The story leaves a lot unanswered.


• For example, one can only wonder what kind of courage it took for that solitary agent to make that difficult call, surrounded by dozens, possibly hundreds, of ravenous four-year-olds at feeding time. But we will probably never know, since the agent’s name has been withheld due to fear of recrimination by those ever-dangerous home lunch-packing cartels which according to the U.S. Department of Agriculture have “spread across the nation at an alarming rate, threatening to put our nation’s entire school lunch program in jeopardy.”


• For that matter, how do Federally Licensed Lunch Box Agents move through a lunchroom full of rabid four-year-old ankle-biters without arousing suspicion? Perhaps they dress themselves as Ronald McDonald. Or maybe only vertically challenged people (whom we used to call “midgets”) are hired for the job.


• But where were all of those federal and state agencies sixty years ago, when we kindergartners were sitting there in class courting disaster by trying to cut shapes out of heavy construction paper with actual metal scissors which, if they’d only been sharp, might have even worked? More specifically, where were the USDA Undercover Classroom Agents when we were licking all of that tasty white kindergarten paste off of our little wooden sticks, risking tongue splinters and even worse, intestinal paste reflux? Didn’t the adults care if we pasted our lower colons shut? Back then, kids dropped like flies from peanut allergies, given the popularity of that lethal substance peanut butter in home-packed lunches. Oh okay, so maybe they didn’t drop like flies from peanut allergies, but that was only because nobody knew enough about peanut allergies to develop the symptoms back then. I did know a kid named Rex who came close to death due to peanuts. He managed, somehow, to get a shelled peanut stuffed into each nostril, and was unable to get them out until the teacher got a pair of needle-nosed pliers from the maintenance man. Rex squealed like a pig during the procedure. Had the food police been on duty, and had proper federal peanut restrictions been in place, there’d have been lawsuits a’plenty over that incident, let me tell you.

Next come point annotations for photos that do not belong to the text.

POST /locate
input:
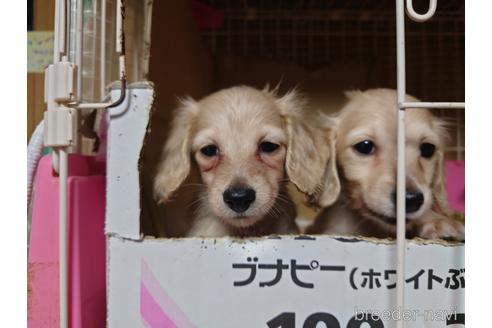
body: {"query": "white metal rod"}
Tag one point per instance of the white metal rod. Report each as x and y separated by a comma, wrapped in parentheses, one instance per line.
(56, 53)
(444, 105)
(62, 30)
(90, 105)
(63, 235)
(103, 50)
(400, 175)
(421, 17)
(79, 47)
(119, 27)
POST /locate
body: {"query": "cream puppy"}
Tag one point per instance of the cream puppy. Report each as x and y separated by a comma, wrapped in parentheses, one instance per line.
(366, 157)
(247, 144)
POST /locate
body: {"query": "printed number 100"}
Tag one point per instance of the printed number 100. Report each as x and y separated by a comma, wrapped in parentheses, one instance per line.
(288, 320)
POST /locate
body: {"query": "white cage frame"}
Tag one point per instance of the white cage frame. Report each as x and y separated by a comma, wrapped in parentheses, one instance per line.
(61, 108)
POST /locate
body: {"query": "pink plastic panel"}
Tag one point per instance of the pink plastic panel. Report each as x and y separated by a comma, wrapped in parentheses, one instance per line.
(455, 185)
(87, 288)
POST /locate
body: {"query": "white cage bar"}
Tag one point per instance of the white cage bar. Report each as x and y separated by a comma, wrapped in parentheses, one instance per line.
(401, 107)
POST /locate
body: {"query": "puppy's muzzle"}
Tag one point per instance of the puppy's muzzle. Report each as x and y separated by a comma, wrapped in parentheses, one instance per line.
(239, 198)
(413, 200)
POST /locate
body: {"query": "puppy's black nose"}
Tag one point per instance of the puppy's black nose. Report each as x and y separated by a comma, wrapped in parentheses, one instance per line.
(413, 201)
(239, 198)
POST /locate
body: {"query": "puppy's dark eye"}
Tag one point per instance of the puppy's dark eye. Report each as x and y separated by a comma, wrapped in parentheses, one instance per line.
(427, 150)
(268, 147)
(210, 150)
(365, 147)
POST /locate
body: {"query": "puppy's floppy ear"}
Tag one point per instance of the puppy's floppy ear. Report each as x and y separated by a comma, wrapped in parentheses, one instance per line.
(310, 160)
(438, 180)
(175, 161)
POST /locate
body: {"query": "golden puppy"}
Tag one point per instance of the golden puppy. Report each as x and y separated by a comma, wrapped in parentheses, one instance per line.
(366, 158)
(246, 143)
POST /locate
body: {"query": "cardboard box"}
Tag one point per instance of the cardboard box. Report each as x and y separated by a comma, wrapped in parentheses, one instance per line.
(277, 281)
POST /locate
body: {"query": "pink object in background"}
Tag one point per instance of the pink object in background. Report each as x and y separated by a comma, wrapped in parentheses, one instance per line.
(87, 253)
(455, 185)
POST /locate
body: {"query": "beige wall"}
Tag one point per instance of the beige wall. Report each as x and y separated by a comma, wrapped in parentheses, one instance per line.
(44, 16)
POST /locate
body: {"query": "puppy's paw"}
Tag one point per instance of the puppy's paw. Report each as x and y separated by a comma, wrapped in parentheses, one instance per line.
(441, 228)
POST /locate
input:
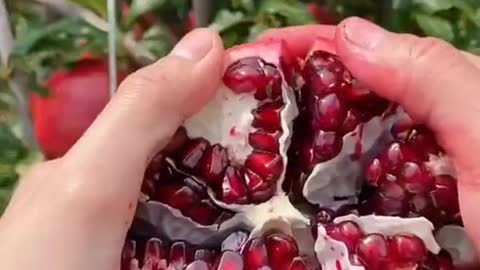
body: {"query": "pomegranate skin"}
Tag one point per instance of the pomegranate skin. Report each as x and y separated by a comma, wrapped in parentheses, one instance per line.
(76, 98)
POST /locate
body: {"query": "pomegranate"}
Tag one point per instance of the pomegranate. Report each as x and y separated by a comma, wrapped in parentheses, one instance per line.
(273, 250)
(77, 97)
(405, 183)
(291, 147)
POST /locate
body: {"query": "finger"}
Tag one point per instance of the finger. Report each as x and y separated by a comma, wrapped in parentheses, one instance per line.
(300, 38)
(434, 82)
(110, 159)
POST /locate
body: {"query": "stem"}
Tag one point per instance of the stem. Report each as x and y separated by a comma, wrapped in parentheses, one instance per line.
(74, 10)
(18, 83)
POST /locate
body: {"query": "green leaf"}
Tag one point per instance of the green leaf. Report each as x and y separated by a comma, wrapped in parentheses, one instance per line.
(97, 6)
(140, 7)
(12, 150)
(432, 6)
(435, 26)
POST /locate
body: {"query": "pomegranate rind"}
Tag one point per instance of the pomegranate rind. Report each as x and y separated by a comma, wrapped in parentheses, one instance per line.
(331, 253)
(164, 220)
(342, 176)
(455, 240)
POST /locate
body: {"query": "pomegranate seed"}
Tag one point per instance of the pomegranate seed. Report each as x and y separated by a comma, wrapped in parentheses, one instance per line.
(255, 254)
(266, 165)
(205, 213)
(415, 179)
(192, 153)
(372, 250)
(234, 190)
(328, 113)
(197, 265)
(423, 141)
(265, 141)
(246, 75)
(407, 249)
(213, 165)
(230, 260)
(177, 196)
(281, 249)
(268, 116)
(299, 263)
(177, 141)
(375, 173)
(352, 120)
(260, 190)
(347, 232)
(326, 145)
(274, 88)
(204, 255)
(325, 216)
(178, 255)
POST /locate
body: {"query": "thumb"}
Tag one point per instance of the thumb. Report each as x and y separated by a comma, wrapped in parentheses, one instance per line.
(110, 159)
(434, 82)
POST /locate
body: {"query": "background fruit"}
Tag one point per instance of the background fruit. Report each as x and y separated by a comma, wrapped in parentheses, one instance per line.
(76, 97)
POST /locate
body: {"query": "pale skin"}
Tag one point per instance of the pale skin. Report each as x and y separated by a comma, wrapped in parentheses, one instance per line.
(73, 213)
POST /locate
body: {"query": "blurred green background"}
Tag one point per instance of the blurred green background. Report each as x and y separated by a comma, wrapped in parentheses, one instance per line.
(49, 36)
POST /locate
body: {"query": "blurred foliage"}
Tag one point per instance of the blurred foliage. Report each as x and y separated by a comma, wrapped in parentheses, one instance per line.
(47, 40)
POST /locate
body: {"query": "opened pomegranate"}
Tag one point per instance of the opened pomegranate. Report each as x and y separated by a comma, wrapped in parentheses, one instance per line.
(405, 183)
(276, 251)
(224, 171)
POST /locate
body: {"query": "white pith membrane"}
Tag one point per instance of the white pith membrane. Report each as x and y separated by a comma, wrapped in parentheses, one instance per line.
(226, 112)
(331, 253)
(340, 177)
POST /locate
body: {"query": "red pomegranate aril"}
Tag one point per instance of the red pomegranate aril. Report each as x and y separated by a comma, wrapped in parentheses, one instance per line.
(415, 179)
(178, 256)
(352, 120)
(255, 254)
(347, 232)
(197, 265)
(269, 166)
(325, 216)
(259, 189)
(407, 249)
(234, 190)
(204, 255)
(204, 213)
(372, 250)
(192, 153)
(375, 173)
(326, 145)
(230, 260)
(177, 141)
(328, 113)
(265, 141)
(281, 249)
(178, 196)
(273, 90)
(299, 263)
(213, 165)
(246, 75)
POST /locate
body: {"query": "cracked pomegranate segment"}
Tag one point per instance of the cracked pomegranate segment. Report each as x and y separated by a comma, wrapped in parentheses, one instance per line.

• And of course we can only wonder just how serious the national childhood obesity problem might have been back then if it hadn’t been for those oppressive mandatory gym classes and constant outdoor after school activities. We did not have computers and laptops and electronic games and so on and so forth, so our only means of recreation involved actual physical effort. It’s a wonder it didn’t kill us all. We swam in polluted rivers, rode bicycles without wearing any dweebish Flash Gordon helmets, threw ice balls at each other in wintertime, had BB gun fights, wandered all around town without supervision, and played mumblety-peg with actual, sharp pocket knives. By the way, when I was in grade school, several of the boys I knew carried pocket knives. But of course that was before any of us had learned to use them to carve chunks of other students instead of chunks of wood. And as to food, we ate just loads of stuff that was really bad for us, due to no federal or state regulations to the contrary. (As I remember it, in 5th grade some of us used our knives to cut pieces of tar from tar blocks being used to do roof repairs. The tar was very chewy, although probably also very lethal if eaten in large quantities, which we had enough sense not to do.)


By the way, if you have any doubts that our governmental agencies are doing their best to make life easier for us, then consider this: Last week I received a check from the good people at Medicare. Along with that check they sent a three-page summary explaining that last year I’d overpaid a doctor. The check itself was for ... brace yourself ... 34 cents. Total. I may send it to that poor woman in North Caroline to help her with that $1.27 she owes the school system for those three chicken nuggets.